Frau Paulchens Lyrik Monat im Mai 2014: www. paulchenbloggt.de
30 Tage, 30 Gedichte. An jedem Vortag ein Impuls für ein Gedicht am nächsten Tag.
30. Mai 2014
in diesem mai
verharrungsstarre
aus mir unbekanntem guten grund
lahmes bein und müder wille
fort!bewegung nur in versen
29. Mai 21014
ein leben lang hatte sie es schlafwandlerisch gekonnt
das mehl sieben, eine prise zucker, ein schuss
mineralwasser, manchmal ein ei, den teig anrühren,
immer mit einer gabel (wie früher) nie mit dem
schneebesen, die äpfel in feine spalten schneiden,
den teig in die gusseiserne pfanne (und nur in diese)

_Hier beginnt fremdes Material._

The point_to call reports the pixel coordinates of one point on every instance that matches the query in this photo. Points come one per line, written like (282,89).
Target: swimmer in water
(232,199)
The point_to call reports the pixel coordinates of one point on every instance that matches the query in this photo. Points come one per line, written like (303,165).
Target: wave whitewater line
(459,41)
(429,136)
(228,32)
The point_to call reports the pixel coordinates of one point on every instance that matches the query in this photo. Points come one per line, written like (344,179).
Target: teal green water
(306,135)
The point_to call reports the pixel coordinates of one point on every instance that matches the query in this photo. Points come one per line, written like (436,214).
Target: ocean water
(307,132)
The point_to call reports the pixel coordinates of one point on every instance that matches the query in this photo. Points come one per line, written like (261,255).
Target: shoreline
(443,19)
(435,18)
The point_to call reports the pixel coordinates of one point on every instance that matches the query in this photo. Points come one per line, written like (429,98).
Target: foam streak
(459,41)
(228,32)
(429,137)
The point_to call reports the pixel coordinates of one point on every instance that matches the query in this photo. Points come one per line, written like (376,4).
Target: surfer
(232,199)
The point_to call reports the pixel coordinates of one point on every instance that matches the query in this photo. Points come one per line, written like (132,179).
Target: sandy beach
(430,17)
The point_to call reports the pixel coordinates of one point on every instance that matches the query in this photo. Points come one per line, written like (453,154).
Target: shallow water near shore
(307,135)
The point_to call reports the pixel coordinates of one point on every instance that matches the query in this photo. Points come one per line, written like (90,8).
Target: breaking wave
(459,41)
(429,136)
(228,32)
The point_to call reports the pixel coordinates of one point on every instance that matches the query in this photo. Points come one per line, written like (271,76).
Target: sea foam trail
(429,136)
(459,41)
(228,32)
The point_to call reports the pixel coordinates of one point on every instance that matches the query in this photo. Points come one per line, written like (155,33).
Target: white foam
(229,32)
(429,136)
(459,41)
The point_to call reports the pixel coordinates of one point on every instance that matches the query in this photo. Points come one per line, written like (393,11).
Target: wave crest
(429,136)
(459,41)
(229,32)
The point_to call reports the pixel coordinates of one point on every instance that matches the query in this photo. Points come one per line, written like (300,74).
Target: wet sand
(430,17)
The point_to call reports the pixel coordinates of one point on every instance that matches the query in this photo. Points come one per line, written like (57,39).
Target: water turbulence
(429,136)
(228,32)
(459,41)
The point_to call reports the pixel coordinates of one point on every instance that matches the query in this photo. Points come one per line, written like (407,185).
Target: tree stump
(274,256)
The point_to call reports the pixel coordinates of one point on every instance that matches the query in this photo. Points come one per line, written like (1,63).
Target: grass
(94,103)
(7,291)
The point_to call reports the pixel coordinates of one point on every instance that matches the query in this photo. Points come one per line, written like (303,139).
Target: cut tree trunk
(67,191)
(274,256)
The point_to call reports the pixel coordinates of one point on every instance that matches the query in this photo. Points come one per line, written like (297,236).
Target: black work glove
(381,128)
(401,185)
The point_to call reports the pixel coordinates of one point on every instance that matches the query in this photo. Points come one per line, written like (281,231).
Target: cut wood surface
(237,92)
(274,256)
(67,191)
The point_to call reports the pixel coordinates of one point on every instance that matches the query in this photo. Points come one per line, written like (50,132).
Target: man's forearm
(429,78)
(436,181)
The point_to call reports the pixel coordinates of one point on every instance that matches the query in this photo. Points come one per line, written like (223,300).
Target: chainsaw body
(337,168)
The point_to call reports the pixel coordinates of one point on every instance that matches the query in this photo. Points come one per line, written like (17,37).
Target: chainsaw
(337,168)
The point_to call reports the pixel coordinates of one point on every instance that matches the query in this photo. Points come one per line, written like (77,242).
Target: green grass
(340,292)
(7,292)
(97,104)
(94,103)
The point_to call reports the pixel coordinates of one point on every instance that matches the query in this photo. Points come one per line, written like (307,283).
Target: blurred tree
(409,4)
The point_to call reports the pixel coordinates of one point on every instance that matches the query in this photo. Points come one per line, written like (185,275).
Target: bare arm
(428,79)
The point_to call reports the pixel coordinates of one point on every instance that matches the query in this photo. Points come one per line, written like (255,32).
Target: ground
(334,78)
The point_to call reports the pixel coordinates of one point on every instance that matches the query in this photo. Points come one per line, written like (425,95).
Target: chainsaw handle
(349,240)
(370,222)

füllen, löffelweise, die apfelspalten vorsichtig
eindrücken in den halb flüssig halb festen teig,
im rechten moment – und hast du’s nicht gesehen! –
den pfannkuchen wenden wie Luigi die Pizza, mit zimt
und zucker bestreuen und
bis zu jenem tag, als die pfannkuchen schwarz
auf den teller kamen und fortan immer wieder misslangen
beinahe schlafwandlerisch
wir hielten es für vergesslichkeit
es war aber der anfang
vom ende
28. Mai 2014
dort, wo sich alter meeresboden sammelt
im düstren grab der meerjungfrau
taumelt an algenfäden
erinnerung
an eine andre zeit
nur manchmal
aus der tiefsten aller quellen
schuppenweise hoffnung
steigt
27. Mai 2014
ich sage es mir immer wieder
heut ist heute ist nicht gestern oder morgen
und ich kann nur das erleben
was das Heute mir erlaubt
heut ist heute ist nicht gestern oder morgen
der tag ist da und jung und frisch
was das Heute mir erlaubt
will ich schauen lieben lassen
der tag ist da und jung und frisch
von den wipfeln bis zur wurzel
will ich schauen lieben lassen
und dabei ruhen in mir selbst
von den wipfeln bis zur wurzel
ich sag es mir doch immer wieder
ruh ich dabei in mir selbst?
kann ich’s leben dieses Leben, heute, jetzt!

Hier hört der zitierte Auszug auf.